Interferências políticas

"Estão escolhendo delegados por influência política. Até hoje, os cargos que ocupei não tiveram indicação de políticos. Tive oportunidade duas vezes de ser o secretário de segurança, no governo de José Agripino Maia e na gestão de Geraldo Melo. Em uma das oportunidades, necessitava que o deputado Raimundo Fernandes, que é um amigo que tenho, "avalizasse" a indicação. Disse: "Pode ficar certo que não irei até ele de jeito nenhum". Quando Wilma de Faria assumiu o governo, ela me chamou para conversar sobre segurança pública e fez essa mesma pergunta sobre as interferências. Disse: "Governadora, até hoje, principalmente no interior, há uma influência muito grande. Tem prefeito que diz logo: 'Se tirar o delegado, eu rompo'". Na capital, até o momento, a escolha para diretores e chefes de unidades são escolhas técnicas, mas a influência em todo o Estado é bem maior do que se costumava ver para alguns cargos.

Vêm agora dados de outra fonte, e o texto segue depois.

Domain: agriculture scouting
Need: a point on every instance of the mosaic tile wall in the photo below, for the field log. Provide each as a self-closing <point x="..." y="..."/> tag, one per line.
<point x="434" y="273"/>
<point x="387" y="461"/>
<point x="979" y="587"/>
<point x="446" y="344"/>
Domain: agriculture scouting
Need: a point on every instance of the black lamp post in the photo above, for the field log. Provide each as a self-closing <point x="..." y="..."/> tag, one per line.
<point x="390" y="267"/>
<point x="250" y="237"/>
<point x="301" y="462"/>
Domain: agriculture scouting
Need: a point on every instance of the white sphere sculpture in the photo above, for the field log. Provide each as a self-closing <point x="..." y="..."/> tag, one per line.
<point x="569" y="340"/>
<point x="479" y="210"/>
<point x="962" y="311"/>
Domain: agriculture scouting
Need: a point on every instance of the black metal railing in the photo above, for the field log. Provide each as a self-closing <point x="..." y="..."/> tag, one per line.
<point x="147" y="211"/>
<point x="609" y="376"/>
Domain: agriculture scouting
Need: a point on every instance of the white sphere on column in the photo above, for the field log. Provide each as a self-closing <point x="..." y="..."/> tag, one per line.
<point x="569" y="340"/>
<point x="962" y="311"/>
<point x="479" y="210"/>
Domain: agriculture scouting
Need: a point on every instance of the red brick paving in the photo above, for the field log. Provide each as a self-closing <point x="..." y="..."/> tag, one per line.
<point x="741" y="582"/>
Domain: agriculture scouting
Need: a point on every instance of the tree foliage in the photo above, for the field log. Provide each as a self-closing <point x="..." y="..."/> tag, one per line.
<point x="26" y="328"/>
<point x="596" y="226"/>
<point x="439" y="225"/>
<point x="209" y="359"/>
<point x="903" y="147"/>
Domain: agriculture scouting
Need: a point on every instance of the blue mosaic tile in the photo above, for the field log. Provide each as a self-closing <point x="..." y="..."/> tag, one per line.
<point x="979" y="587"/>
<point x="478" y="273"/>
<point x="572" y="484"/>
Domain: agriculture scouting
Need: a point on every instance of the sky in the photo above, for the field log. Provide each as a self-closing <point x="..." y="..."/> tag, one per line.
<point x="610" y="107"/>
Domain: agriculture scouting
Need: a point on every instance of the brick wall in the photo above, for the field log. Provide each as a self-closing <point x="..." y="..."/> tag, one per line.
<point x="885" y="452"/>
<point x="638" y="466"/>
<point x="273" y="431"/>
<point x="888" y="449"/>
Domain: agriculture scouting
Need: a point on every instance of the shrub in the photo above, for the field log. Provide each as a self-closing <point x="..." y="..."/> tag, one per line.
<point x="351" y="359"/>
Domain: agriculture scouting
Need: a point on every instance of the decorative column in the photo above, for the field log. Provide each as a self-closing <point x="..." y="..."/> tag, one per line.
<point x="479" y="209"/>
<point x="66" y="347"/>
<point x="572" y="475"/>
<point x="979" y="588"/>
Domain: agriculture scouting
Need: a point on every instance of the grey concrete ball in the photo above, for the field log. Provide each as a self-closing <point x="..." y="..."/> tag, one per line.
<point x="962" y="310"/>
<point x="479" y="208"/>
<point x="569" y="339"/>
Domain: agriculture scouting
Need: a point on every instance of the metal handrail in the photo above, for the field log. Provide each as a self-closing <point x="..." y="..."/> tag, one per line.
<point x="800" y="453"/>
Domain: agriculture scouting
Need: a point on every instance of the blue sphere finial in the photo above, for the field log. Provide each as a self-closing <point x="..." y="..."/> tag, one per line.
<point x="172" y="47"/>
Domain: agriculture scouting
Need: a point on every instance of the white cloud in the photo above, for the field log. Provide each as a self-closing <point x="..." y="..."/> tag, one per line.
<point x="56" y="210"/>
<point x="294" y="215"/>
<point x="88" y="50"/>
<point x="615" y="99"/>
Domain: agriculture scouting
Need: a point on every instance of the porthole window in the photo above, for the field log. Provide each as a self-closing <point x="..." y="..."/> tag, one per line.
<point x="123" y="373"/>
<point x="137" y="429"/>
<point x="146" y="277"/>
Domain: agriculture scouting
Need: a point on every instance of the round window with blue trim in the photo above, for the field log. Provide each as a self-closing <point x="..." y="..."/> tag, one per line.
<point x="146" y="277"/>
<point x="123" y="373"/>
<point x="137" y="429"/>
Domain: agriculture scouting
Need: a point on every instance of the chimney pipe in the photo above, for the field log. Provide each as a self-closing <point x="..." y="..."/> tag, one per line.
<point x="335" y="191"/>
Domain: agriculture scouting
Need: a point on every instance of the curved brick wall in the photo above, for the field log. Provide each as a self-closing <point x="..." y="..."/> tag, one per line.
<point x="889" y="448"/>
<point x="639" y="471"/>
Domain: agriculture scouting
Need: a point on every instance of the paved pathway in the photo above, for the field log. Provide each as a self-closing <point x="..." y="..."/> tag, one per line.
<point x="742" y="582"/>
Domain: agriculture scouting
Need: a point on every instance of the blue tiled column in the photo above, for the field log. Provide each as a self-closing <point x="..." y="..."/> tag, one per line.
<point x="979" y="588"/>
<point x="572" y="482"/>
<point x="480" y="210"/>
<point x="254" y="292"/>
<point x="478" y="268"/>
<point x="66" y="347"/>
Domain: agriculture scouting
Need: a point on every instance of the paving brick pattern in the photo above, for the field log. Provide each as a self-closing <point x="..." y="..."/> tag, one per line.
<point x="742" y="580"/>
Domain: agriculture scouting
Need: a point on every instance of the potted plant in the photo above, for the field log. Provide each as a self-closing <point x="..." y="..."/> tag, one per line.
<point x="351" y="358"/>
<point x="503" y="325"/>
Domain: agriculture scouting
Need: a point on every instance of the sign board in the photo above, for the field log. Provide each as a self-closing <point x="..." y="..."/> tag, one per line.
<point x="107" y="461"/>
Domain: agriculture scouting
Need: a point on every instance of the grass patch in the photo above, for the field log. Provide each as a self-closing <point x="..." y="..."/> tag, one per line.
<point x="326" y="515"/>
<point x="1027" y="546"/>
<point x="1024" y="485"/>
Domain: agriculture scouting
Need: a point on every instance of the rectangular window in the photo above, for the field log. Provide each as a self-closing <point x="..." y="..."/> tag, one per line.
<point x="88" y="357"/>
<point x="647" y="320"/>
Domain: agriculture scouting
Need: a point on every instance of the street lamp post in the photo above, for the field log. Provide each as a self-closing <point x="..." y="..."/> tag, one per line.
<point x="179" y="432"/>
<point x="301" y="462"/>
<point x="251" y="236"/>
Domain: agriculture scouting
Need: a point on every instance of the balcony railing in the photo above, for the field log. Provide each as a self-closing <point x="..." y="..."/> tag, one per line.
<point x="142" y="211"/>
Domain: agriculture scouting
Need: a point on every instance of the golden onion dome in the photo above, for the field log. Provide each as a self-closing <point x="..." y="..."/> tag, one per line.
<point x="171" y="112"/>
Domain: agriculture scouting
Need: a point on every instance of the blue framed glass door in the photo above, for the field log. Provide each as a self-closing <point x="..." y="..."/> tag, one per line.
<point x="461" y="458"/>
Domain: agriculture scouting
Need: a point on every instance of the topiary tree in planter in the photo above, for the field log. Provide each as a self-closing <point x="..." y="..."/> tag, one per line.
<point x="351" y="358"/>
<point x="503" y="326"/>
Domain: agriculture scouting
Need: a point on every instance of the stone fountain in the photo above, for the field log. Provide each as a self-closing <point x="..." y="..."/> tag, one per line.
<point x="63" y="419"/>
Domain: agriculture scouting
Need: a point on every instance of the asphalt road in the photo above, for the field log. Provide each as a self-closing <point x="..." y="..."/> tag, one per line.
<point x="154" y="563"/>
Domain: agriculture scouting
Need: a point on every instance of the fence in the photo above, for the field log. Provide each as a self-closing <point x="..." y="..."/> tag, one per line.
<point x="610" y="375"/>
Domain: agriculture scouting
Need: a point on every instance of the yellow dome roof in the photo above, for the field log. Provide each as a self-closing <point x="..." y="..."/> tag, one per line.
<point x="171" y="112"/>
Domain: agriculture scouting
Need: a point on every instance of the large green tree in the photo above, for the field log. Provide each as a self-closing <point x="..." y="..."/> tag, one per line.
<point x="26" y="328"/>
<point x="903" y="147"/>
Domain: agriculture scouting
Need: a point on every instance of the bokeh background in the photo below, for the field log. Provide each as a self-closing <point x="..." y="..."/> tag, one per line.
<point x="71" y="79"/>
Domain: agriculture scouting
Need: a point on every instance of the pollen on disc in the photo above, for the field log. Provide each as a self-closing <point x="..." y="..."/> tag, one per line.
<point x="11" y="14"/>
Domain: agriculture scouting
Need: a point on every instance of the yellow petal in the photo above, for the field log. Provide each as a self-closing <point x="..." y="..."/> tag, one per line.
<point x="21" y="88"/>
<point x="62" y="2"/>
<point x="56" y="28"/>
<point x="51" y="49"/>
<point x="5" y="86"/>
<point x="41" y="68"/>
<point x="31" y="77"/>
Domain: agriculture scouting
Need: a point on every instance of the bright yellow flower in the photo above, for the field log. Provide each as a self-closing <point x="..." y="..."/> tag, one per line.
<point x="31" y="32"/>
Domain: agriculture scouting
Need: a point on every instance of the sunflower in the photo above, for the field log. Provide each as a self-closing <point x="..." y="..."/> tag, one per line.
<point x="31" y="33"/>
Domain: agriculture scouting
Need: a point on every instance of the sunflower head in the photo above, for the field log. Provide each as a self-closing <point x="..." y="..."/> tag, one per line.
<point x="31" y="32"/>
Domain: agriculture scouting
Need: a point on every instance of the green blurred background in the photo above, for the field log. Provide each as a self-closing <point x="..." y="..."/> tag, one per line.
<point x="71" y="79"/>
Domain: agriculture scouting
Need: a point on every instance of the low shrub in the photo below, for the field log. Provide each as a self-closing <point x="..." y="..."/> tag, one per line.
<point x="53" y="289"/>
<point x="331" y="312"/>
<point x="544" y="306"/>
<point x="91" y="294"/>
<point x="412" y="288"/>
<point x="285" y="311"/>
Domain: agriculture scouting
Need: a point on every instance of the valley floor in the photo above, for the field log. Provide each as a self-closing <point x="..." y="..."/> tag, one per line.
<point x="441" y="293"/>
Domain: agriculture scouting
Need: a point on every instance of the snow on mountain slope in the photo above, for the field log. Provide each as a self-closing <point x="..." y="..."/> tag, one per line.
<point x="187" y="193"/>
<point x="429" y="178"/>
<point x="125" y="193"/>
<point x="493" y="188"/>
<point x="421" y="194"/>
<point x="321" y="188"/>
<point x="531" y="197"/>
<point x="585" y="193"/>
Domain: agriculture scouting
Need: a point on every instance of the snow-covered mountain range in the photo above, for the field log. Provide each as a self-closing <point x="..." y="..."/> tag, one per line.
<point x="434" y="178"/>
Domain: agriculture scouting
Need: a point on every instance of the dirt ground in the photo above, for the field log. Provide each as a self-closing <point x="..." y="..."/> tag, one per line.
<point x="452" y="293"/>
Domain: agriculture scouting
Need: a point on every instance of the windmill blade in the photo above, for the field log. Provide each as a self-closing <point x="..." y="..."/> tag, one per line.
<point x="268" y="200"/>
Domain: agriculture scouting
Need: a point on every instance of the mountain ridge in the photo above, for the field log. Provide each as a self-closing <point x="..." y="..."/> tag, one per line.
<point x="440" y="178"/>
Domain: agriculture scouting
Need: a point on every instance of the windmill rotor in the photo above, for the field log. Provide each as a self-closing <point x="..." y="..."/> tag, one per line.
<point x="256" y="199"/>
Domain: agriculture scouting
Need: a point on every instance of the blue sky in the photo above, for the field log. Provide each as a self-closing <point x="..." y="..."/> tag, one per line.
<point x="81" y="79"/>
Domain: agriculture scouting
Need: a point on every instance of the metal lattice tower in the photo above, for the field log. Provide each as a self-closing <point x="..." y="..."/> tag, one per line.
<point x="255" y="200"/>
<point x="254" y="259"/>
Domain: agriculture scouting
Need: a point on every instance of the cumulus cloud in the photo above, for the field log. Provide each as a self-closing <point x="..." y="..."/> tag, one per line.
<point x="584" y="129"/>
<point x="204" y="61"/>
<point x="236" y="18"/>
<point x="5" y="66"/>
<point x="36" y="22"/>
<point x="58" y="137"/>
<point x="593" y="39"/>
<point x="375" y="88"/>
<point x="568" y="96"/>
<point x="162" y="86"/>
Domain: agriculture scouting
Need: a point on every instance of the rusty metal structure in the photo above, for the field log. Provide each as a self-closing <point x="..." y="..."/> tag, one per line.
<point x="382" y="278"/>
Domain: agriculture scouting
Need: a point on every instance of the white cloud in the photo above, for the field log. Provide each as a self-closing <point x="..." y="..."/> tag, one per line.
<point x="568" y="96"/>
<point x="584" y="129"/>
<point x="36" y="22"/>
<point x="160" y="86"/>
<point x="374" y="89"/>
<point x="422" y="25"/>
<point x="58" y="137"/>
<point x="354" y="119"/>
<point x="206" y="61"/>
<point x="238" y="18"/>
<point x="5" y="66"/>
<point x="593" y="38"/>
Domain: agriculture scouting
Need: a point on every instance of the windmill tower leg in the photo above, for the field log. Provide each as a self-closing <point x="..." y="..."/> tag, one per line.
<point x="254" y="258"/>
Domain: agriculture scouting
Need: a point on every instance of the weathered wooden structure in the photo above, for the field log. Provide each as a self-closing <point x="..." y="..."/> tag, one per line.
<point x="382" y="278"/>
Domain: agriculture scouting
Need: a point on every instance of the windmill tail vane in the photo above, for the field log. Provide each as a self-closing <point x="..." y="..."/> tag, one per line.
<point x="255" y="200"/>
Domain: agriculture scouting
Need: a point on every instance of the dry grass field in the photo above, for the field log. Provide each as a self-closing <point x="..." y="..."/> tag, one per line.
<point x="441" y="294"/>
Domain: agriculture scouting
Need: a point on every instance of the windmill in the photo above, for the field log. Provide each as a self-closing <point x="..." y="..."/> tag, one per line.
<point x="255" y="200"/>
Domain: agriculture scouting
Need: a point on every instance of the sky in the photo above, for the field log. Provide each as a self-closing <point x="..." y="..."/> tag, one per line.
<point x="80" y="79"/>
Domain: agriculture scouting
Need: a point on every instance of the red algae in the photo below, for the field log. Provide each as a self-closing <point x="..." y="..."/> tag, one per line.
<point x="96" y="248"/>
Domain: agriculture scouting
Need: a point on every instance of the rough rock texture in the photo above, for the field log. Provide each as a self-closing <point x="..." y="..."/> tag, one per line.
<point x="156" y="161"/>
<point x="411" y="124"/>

Um exemplo, o Ronaldo [Gomes, ex-delegado geral da Polícia Civil na gestão Rosalba] me chamou para discutir um documento que assinei. Contestava a nomeação de José Carlos Oliveira para a Dpcin [policiamento no interior] por não ser de classe especial. Ele ia comandar delegados de classe especial no interior como Renato Batista e outros que ficariam subordinados.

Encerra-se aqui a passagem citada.